Verse 21 describes the reconfiguring or “reschematization” (metaschēmatizō) that Paul believes will occur at the resurrection. The language depicts nothing less than the apotheosis of humans to a divine state. This idea is already present in the Hellenistic Jewish text 4th Maccabees. The eldest son, who is bound and scourged, then tied to the rack, refuses to eat pork as a demonstration of his virtue. The gruesome scene of torture in which he is both stretched on the wheel and being burned alive culminates in the description of his fortitude, “but as though transformed (metaschēmatizō) by fire into immortality he nobly endured the rackings” (4th Macc 9:22). He then announces, “’Imitate me, brothers,’ he said. ‘Do not leave your post in my struggle or renounce our courageous brotherhood. Fight the sacred and noble battle for piety’” (4th Macc 9:23-24).

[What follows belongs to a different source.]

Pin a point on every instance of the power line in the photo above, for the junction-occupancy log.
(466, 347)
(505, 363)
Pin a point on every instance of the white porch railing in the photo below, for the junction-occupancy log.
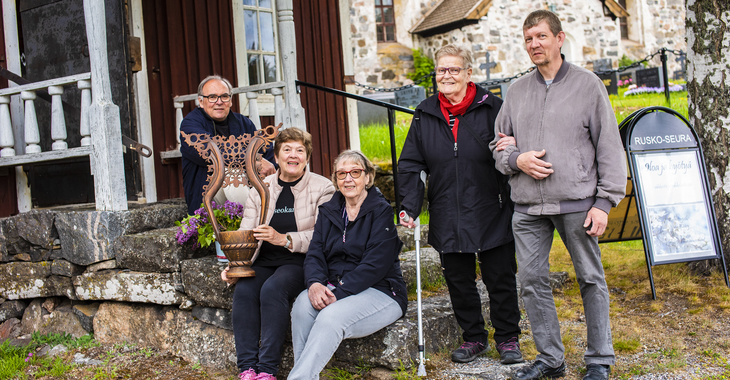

“to subjugate to himself all things” (make all things subject to himself) – Paul’s Jewish view of the events of the end of the age come out here. The messianic prophecy of Ps 8:6 makes the messiah responsible to subjugate all things, ostensibly becoming the ruler of all. Paul refers to this elsewhere and other texts apply the same messianic prophecy (1 Cor 15:27-28; cf. Eph 1:22; Heb 2:8; 1 Pet 3:22).
Meditate on the Text
Imagine what it would look like to blast off in a rocket from your backyard as you look back at your home. You see your neighborhood, your city, your state, your country, your hemisphere, your planet, your solar system, your galaxy, and so on. What is the spiritual equivalent of seeing yourself in relation to God’s universe?
Think of the movie The Fly. At death you enter into a disintegrator-integrator. Unknown to you the Risen Christ enters with you. When you rematerialize, your body is now like the immortal and incorruptible body of Christ.
Live the Text
Take a small piece of paper and write “Passport” at the top. The write, “Citizenship: Heaven.” What else can you think to write? How about, “Family: Everyone.” Carry this with you. You’re a resident alien but you’re related to everyone you meet.
When you see yourself in the mirror, think about what you will become, what you are becoming.